One of the most eye-opening revelations in Frances Moore Lappé’s provocative 1971 book, "Diet for a Small Planet" was the information she provided on the environmentally disastrous impact of the beef industry. One of the biggest effects is on the groundwater supplies that provide the water we use for drinking, cooking and bathing. In the United States alone, the various underground water tables are dropping from six inches to six feet per year. And even as our water supplies are dwindling, almost half of the water used in the U.S. each year is used to irrigate land to grow food – with vast quantities of that going to produce the grain that’s fed to farm animals.
The rate of return – the amount of food we get for the amount of water we use – on animal protein is pretty poor. As an example, it takes about 23 gallons of water to produce a pound of tomatoes. Compare that to the estimated 2,000 gallons of water used to produce a pound of beef. In her book, Lappé called cattle a "protein factory in reverse," meaning they consume more protein than they provide! For every pound of beef that a steer provides, it eats seven pounds of grain and soy protein – so doesn’t it make more environmental sense to just eat the grains?
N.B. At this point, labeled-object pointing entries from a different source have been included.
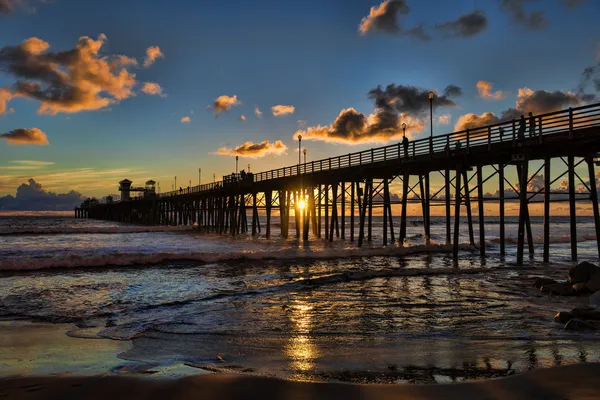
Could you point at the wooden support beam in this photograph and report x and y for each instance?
(572, 208)
(594, 199)
(457, 199)
(405, 182)
(447, 203)
(269, 205)
(333, 210)
(343, 184)
(547, 210)
(522, 171)
(481, 211)
(501, 206)
(468, 205)
(352, 205)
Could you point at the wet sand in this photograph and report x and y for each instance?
(570, 382)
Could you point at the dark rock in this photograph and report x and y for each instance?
(581, 325)
(583, 272)
(539, 282)
(563, 317)
(562, 289)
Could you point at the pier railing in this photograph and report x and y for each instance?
(455, 143)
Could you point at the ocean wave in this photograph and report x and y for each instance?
(584, 237)
(75, 260)
(91, 229)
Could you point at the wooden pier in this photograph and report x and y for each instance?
(324, 192)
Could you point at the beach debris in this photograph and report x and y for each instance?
(582, 279)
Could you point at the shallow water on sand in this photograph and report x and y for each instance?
(308, 312)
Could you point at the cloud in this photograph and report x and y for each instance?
(254, 150)
(152, 54)
(25, 136)
(224, 103)
(68, 81)
(352, 127)
(516, 11)
(467, 25)
(9, 6)
(573, 3)
(537, 102)
(485, 91)
(281, 110)
(33, 163)
(444, 119)
(384, 18)
(394, 105)
(472, 121)
(32, 196)
(153, 89)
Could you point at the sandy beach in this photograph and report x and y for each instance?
(569, 382)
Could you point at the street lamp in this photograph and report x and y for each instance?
(431, 94)
(299, 149)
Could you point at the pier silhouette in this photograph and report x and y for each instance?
(323, 192)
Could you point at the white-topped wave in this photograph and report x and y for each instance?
(109, 259)
(91, 229)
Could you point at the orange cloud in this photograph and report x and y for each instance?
(485, 91)
(68, 81)
(224, 103)
(153, 89)
(281, 110)
(254, 150)
(25, 136)
(152, 54)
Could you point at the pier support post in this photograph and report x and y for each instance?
(594, 198)
(547, 210)
(481, 211)
(572, 208)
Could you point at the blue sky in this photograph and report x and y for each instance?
(307, 54)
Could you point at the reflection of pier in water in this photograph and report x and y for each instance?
(323, 193)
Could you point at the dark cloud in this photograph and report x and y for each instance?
(516, 10)
(394, 105)
(385, 18)
(466, 25)
(33, 197)
(573, 3)
(410, 99)
(472, 121)
(69, 81)
(25, 136)
(254, 150)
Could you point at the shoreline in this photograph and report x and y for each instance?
(573, 382)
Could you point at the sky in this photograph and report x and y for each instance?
(95, 92)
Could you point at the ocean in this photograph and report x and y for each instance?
(314, 311)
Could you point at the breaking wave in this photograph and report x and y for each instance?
(133, 259)
(81, 230)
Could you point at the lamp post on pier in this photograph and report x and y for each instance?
(431, 94)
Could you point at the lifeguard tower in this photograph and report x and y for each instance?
(125, 189)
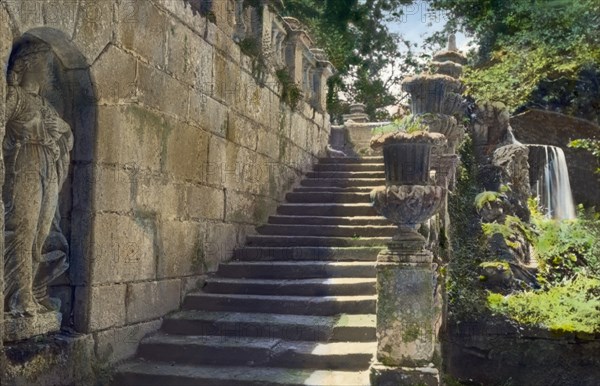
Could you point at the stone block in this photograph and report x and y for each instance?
(160, 195)
(182, 250)
(403, 376)
(162, 92)
(94, 28)
(114, 75)
(117, 344)
(142, 28)
(123, 249)
(222, 84)
(60, 15)
(219, 243)
(217, 158)
(190, 57)
(54, 360)
(248, 208)
(113, 188)
(242, 131)
(224, 12)
(204, 202)
(187, 152)
(130, 135)
(207, 113)
(25, 327)
(405, 314)
(183, 11)
(191, 284)
(267, 143)
(235, 87)
(239, 168)
(151, 300)
(106, 306)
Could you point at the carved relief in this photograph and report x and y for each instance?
(36, 154)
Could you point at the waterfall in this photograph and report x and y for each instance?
(549, 178)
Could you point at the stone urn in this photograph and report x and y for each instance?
(446, 125)
(428, 92)
(406, 156)
(408, 206)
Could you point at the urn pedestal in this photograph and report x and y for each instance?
(408, 309)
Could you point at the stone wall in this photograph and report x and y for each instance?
(550, 128)
(496, 352)
(181, 148)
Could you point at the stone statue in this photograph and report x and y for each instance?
(36, 156)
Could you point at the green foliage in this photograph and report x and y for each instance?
(466, 299)
(291, 93)
(252, 48)
(486, 197)
(358, 42)
(565, 249)
(408, 124)
(516, 75)
(533, 53)
(512, 230)
(591, 145)
(573, 306)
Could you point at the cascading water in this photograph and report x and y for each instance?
(549, 178)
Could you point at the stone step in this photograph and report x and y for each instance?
(330, 220)
(343, 182)
(296, 269)
(298, 287)
(340, 328)
(331, 209)
(325, 197)
(349, 167)
(137, 373)
(248, 351)
(306, 253)
(352, 160)
(328, 230)
(315, 241)
(345, 174)
(333, 189)
(297, 305)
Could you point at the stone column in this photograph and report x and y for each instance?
(408, 316)
(4, 50)
(323, 71)
(298, 43)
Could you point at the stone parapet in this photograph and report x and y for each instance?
(179, 149)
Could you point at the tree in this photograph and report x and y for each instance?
(533, 53)
(359, 44)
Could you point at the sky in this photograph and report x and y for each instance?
(418, 20)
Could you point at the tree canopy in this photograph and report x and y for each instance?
(360, 45)
(533, 53)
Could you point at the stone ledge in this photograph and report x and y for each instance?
(20, 328)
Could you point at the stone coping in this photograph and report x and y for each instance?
(424, 137)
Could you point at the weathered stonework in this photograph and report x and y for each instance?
(178, 152)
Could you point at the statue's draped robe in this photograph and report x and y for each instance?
(36, 155)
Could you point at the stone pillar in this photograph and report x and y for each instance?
(298, 43)
(406, 319)
(357, 114)
(4, 52)
(408, 315)
(323, 71)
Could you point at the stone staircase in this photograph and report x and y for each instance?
(295, 306)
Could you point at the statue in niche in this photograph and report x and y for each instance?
(36, 156)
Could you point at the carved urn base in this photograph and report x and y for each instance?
(407, 206)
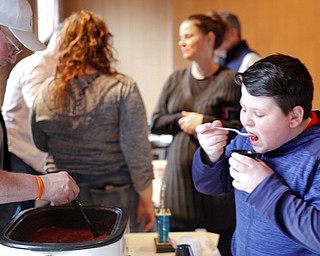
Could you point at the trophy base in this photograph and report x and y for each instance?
(163, 247)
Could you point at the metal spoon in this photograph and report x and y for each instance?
(234, 130)
(77, 205)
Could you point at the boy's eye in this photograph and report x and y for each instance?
(259, 115)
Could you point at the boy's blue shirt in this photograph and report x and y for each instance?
(282, 215)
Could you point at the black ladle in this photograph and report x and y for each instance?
(77, 205)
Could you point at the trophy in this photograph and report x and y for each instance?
(163, 243)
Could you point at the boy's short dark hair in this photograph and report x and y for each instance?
(283, 77)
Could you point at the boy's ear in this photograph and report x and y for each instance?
(296, 116)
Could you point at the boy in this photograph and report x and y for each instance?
(277, 193)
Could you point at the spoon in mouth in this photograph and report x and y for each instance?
(234, 130)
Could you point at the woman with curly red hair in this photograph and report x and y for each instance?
(92, 122)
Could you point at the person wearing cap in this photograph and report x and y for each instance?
(16, 21)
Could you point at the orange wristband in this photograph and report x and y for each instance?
(41, 187)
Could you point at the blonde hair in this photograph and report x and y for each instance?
(84, 42)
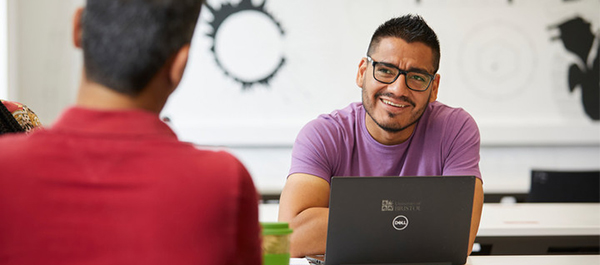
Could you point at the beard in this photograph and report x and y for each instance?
(392, 126)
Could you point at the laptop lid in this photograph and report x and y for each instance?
(397, 220)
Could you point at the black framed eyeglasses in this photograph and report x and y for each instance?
(388, 73)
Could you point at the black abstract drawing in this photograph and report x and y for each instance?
(577, 37)
(227, 10)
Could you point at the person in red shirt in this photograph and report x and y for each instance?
(109, 183)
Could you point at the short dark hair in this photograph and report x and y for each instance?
(126, 42)
(410, 28)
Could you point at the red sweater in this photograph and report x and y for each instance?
(117, 187)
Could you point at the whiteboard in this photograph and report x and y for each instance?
(271, 66)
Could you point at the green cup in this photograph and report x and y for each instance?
(276, 243)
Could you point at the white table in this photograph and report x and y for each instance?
(525, 228)
(539, 228)
(535, 260)
(540, 219)
(516, 260)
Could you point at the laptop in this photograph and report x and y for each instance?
(399, 220)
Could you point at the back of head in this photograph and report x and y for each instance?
(126, 42)
(410, 28)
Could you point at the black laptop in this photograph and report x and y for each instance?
(399, 220)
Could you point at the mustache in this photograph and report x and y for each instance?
(390, 95)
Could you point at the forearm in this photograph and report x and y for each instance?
(310, 232)
(476, 215)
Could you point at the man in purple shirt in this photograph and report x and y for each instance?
(399, 129)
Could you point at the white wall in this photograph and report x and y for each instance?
(44, 72)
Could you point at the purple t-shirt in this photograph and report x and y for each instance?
(445, 142)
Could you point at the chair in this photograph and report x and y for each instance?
(564, 186)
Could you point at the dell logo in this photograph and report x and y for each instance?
(400, 222)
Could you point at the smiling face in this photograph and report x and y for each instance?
(393, 109)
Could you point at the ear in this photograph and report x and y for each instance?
(362, 68)
(434, 88)
(178, 66)
(77, 27)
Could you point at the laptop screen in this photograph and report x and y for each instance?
(395, 220)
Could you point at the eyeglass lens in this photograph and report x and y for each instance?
(387, 74)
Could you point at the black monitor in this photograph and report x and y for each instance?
(564, 186)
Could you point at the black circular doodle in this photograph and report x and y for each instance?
(228, 10)
(497, 60)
As global warming due to air pollution becomes an ever more dire development, scientists are looking not only to the pollutants caused by cars and factories, but to that caused by factory farming as well. Cattle produce methane gas (and if you’ve ever driven past a stockyard, you know how dense that gas can be!) and methane makes up 9 percent of the gasses contributing to the greenhouse effect – approximately 70 to 80 tons of methane per year. They also produce waste high in nitrous oxide, another factor in global warming. In fact, animal waste is the largest source of environmental emissions of nitrous oxide, making up 95 percent. Cattle farming in rainforest areas contributes to global warming, too, as more and more rainforest is leveled to create pastures for grazing. And the runoff from cattle farms – containing nitrogen, phosphorous, waste-borne pathogens and detergents – often flows directly into the waterways, destroying fish habitats and leaching into the groundwater that provides our drinking water supplies.
Then there’s the massive use of fossil fuels required to get beef to market. Today’s massive, high-tech factory farms burn fuel to run the machinery that provides heating, lighting and cooling, in addition to the gasoline that fuels the trucks that deliver the feed, transport the cattle and deliver the meat to market. The Worldwatch Institute estimates that it takes about 48 gallons of gasoline per American, per year, to provide the red meat and poultry that we eat.